Мужчина сучил желтомохую руку, сопел и показывал красномордое тупоумие.
- Здесь и помру я: и нечего мне собираться; куды мне деваться.
- Ведь давеча согласился же: александрейку-то взял!
- Взял и пропил: и нет тебе - "фук", возьму и еще, и опять-таки, выпью.
- Так думаешь - тебе барин Мандро и...
- Подарит, коли есть потребность в клоповнике в этом.
- Тебе-то клоповник - зачем. Тебе вот клоповник, другому кому - палестины - раскрысился Грибиков; не посмотрел, а глазами огадил, как будто подвыхаркнул поплевочек - зачем тебе комната: проживешь годов пять, да помрешь: на полатях.
- А может еще и женюсь...
- Эх, Романыч, оставь - разведет краснопузиков тебе баба брюхатая. Сотенку барин Мандро предложил за вмещение этого самого своего человека - лизнувши свой палец, попробовал его он, - это дело тяпляпое: воспротивится фон-Мандро; да ведь он фон-Мандро, - и скоряченный Грибиков шипнул под ухо: - подумай, чем пахнет, уж он сумеет сгноить: по участкам протащит, отправит тебя с волчьим пачпортом по этапу.
Мужчина же - в рявк:
- Кулаком-то сумею расщечить его: знаем мы - фон-Мандро, фон-Мандро. Я и сам фон-Мандро; ну, чего в самом деле пристали: я давеча этого самого, для которого - видел; тащился сюда развынюхивать воздухи, - пакостный, от земли пол аршина, с протухшею мордой, без носа... Чего меня гоните, - тут он упал головою на стол и закрывши лицо кулаками, стал всхлипывать: - люди добрые едят поедом.
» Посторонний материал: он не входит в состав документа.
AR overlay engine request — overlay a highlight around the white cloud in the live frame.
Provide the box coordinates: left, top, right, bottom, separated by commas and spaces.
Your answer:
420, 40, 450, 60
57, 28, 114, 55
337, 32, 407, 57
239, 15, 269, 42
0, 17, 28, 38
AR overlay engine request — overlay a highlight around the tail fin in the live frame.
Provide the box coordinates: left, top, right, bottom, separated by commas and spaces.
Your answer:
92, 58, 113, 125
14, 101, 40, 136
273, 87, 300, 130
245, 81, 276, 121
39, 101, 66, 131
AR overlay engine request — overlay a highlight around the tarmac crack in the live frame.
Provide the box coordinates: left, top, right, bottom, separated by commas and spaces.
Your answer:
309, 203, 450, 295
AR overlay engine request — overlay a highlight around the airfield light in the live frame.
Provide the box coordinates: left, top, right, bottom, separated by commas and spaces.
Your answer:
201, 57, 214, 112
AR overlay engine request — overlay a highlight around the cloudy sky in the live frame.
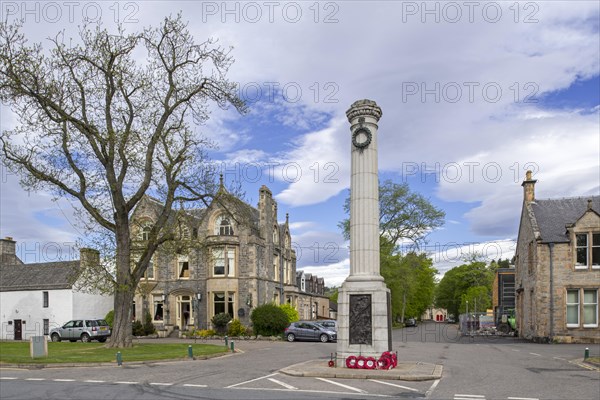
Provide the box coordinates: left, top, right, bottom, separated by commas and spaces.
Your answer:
0, 1, 600, 285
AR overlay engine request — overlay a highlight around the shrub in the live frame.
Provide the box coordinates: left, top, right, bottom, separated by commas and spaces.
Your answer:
194, 329, 217, 337
211, 313, 231, 333
104, 310, 115, 329
144, 312, 156, 336
279, 304, 300, 324
227, 319, 246, 336
250, 303, 289, 336
131, 319, 144, 336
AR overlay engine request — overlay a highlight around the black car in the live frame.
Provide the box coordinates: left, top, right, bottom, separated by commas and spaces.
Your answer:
284, 321, 337, 343
404, 318, 417, 326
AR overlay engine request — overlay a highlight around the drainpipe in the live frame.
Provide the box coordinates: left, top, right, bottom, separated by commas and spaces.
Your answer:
548, 243, 554, 340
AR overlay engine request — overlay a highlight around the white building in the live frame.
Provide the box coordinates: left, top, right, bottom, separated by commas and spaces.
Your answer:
0, 237, 113, 340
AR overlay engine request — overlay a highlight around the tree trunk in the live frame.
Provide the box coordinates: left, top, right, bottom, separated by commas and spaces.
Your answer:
107, 222, 137, 348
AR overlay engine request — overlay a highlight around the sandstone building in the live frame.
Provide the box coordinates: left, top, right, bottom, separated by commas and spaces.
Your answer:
132, 179, 328, 336
515, 171, 600, 342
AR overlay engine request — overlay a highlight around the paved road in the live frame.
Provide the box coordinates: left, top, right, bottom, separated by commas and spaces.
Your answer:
0, 323, 600, 400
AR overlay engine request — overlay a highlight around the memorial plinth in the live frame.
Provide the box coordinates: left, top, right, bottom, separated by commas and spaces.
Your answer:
337, 100, 392, 364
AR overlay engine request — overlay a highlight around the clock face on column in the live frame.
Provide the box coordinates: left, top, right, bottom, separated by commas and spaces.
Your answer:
352, 127, 373, 149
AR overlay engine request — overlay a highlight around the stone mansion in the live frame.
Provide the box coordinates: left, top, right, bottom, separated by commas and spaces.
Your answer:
132, 180, 329, 336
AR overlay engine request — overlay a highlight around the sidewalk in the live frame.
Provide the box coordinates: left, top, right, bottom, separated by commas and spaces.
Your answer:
279, 360, 443, 381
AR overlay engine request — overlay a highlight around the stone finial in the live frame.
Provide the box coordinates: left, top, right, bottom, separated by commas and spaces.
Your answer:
346, 99, 382, 123
521, 171, 537, 203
- Александрейки-то брал, - трясся в бешенстве Грибиков, так зашипев, как кусочек коровьего масла, который уронят на сковороду; желтый чад над словами пошел; всего и расслышалось:
- Он тебя, брат, уж заставит лизать сковородки, барахтаться в масле кипучем; он, брат, не как прочие: он - мужчина геенский.
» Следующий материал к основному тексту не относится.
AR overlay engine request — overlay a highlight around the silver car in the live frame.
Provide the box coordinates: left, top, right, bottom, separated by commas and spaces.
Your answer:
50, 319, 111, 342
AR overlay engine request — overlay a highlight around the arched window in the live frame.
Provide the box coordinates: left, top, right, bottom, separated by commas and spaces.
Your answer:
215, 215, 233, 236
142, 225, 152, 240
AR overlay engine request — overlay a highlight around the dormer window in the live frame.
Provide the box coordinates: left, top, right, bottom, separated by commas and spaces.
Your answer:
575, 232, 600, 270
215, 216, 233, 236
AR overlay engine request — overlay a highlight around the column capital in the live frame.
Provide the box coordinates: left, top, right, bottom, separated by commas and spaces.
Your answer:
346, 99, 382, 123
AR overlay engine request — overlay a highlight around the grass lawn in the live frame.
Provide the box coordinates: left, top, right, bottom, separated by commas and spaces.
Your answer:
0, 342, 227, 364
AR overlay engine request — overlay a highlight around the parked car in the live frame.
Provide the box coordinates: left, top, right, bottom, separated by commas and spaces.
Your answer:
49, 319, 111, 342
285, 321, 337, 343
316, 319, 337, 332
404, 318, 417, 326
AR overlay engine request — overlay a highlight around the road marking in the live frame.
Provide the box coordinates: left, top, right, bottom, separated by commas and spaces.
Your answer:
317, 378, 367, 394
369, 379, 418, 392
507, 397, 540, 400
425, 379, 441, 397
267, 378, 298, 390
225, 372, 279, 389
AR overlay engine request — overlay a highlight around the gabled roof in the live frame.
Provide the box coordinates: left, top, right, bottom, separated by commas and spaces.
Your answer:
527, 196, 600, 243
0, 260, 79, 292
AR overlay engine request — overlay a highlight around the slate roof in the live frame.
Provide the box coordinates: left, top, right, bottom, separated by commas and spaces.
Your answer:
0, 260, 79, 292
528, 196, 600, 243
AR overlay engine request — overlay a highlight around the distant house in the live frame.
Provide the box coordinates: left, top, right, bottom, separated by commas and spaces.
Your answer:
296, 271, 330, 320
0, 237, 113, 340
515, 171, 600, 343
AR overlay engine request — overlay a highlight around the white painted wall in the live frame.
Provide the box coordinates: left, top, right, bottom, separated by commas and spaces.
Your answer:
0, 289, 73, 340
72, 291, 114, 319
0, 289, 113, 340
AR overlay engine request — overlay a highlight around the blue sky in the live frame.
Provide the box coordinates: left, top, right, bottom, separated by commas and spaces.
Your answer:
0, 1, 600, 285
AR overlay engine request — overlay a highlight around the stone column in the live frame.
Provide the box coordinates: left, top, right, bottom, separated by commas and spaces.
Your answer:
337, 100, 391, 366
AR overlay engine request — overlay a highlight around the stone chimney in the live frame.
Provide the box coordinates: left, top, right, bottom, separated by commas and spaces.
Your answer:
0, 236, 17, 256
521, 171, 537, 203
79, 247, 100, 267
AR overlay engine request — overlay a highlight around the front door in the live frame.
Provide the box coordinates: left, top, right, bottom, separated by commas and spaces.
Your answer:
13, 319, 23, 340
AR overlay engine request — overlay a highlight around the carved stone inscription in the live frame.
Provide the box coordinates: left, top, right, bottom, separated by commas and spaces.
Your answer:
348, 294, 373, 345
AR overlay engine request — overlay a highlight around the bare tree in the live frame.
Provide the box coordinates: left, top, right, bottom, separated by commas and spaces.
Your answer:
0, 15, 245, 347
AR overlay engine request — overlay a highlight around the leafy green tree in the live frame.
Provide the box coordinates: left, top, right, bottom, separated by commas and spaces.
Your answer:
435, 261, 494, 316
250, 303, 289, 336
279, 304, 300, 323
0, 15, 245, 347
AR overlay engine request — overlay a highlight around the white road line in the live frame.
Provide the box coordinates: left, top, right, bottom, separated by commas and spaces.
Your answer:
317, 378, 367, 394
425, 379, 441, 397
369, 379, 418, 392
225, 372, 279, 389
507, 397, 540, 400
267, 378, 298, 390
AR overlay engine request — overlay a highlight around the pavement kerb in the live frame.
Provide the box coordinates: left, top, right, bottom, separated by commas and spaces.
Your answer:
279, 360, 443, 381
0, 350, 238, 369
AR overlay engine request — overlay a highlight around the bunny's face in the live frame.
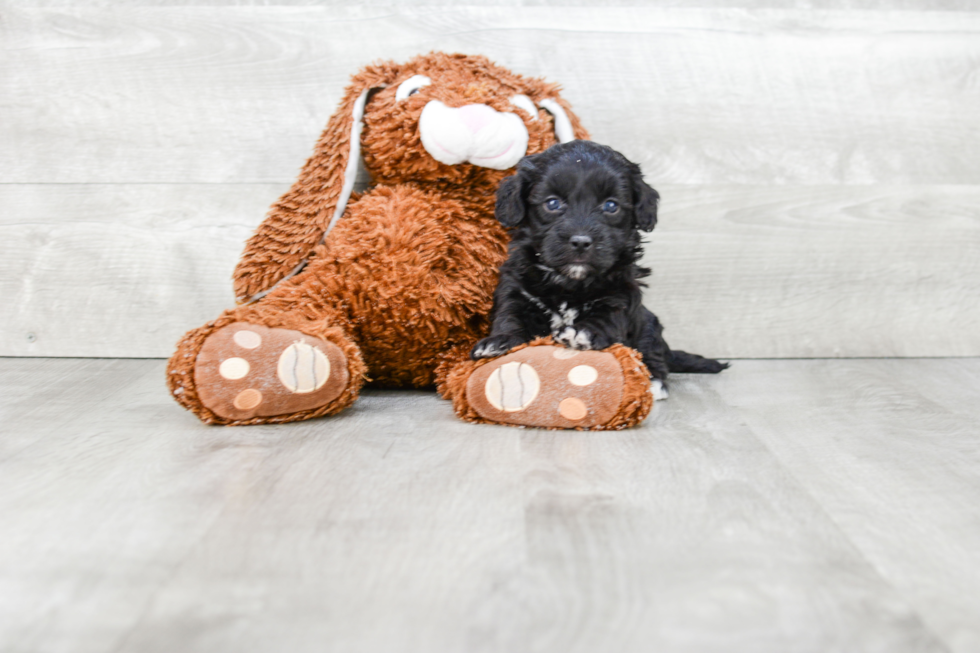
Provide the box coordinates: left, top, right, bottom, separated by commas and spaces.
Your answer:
361, 53, 577, 185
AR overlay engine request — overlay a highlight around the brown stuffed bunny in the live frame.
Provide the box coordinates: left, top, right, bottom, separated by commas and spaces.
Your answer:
168, 53, 650, 428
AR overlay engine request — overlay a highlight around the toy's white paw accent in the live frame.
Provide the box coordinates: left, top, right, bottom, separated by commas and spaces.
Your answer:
555, 327, 592, 349
473, 343, 508, 358
650, 379, 670, 401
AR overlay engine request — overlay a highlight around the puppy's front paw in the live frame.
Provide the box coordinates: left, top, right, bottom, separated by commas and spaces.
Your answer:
650, 379, 670, 401
554, 327, 600, 349
470, 335, 524, 360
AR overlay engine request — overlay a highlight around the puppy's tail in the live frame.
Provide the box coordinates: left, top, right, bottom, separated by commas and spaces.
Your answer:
667, 349, 728, 374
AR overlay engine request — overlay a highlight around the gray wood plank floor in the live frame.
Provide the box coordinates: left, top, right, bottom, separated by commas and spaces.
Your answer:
0, 359, 980, 653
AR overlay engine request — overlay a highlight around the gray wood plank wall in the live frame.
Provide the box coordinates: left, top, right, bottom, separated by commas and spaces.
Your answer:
0, 5, 980, 357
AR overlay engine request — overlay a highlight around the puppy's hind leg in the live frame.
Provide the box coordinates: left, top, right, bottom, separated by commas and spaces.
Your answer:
667, 349, 728, 374
636, 307, 670, 400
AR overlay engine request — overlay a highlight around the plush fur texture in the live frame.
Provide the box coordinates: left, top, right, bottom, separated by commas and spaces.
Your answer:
168, 53, 588, 424
471, 141, 727, 390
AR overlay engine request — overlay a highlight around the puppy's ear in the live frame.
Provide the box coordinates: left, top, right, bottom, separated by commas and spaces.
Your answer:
494, 156, 537, 228
633, 167, 660, 231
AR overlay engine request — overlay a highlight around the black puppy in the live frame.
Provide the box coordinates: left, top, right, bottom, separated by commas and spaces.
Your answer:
470, 141, 728, 398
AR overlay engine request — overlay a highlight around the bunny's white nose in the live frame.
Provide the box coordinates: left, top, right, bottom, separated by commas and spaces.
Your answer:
419, 100, 528, 170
Но спохватившись, прибавил претоненьким, даже сладеньким голосом, чтобы слышали стены, поняв, что есть уши у стен:
- Носа нет, человек больной - что же такого! А что барин Мандро его ищет призреть, так за это пошли ему бог.
Вдруг стена, очевидно имевшая ухо, проголосила по бабьи:
- Романыч, свет, ты уж крепись: сгноят тебя вовсе; ты - в палнате правов: комната плочена, кто же погонит. А все с перепою... Скажу я вам, Сила Мосеич, и очинно даже нейдет в ваши годы таким страхованием себя унижать: захмелевшего человека гноить.
Так сказавши, сте 1000 на замолчала: верней, - за стеной замолчали и Грибиков фукнул в кулак себе:
- Чтоб тебе, стерва.
И вышел, - сидеть на скамье, подтабачивать воздухи, ожидая, что воздухи вот просветятся и мутное небо под небом рассеется, чтобы стать ясным, обирюзовиться к вечеру, и что лопнувший диск в колпаке небосвода, кричащий жарой, станет дутым, хладнеющим, розовым солнцем, неукоснительно улетающим в пошелестение кленов напротив; войдет просиянием в облако, чтобы после, уйдя, разменяться - в растленье, в затменье.
Подхватит тогда краснокудрый дымок из трубы этот дуй вечеров; и воззрится из вечера стеклами красноокий домишечка в стекла коробкинских окон, чтоб после под мягкой периною тьмы почивали все пестрости, днем бросающие красноречие пятен, а ночью притихшие в чернышищах; и ноченька за окошечками повеселится, как лютиками - желтоглазыми огонечками: ситцевой черно-желтою кофтой огромной старухи, томительно вяжущей спицами серый чулок из судеб человеческих; за воротами свяжется смехотворная скрипитчатая, сиволапые краснобаи; и кончится все размордаями, подвываньями бабьими; у кого-то из носу пойдет краснокап; и на крик поглядит из-за форточки перепуганный кто-нибудь.
Грибиков будет беззвучно из ночи смотреть.
Мы напрасно обманывались, будто Грибиков - сел в подворотне: отправился предварительно с томиком сочинителя Спенсера он в трехоконный свой желтый домок: - поскрипеть со стеною над томиком, ожидая каких-то негласных свиданий, быть может - старуху, которая кувердилась чепцом из линялых кретончиков в черной кофте своей желтоглазой, которая к вечеру, распухая, становится очень огромной старухою, вяжущей тысяченитийный роковой свой чулок. Та старуха Москва.
12.
- Апропо, - скажу я: Лиховещанские на журфиксе - при их состоянии - ставят на стол всего вазочку с яблоками, да подсохшие бутербродики с сыром, а, как его, Тюк...
- Двутетюк, а не тюк...
- Двутетюк...
- Двутетюк не есть тюк... И не стыдно тебе, - повернулся профессор дружок, заниматься такими, - ну право же - пустяковинами.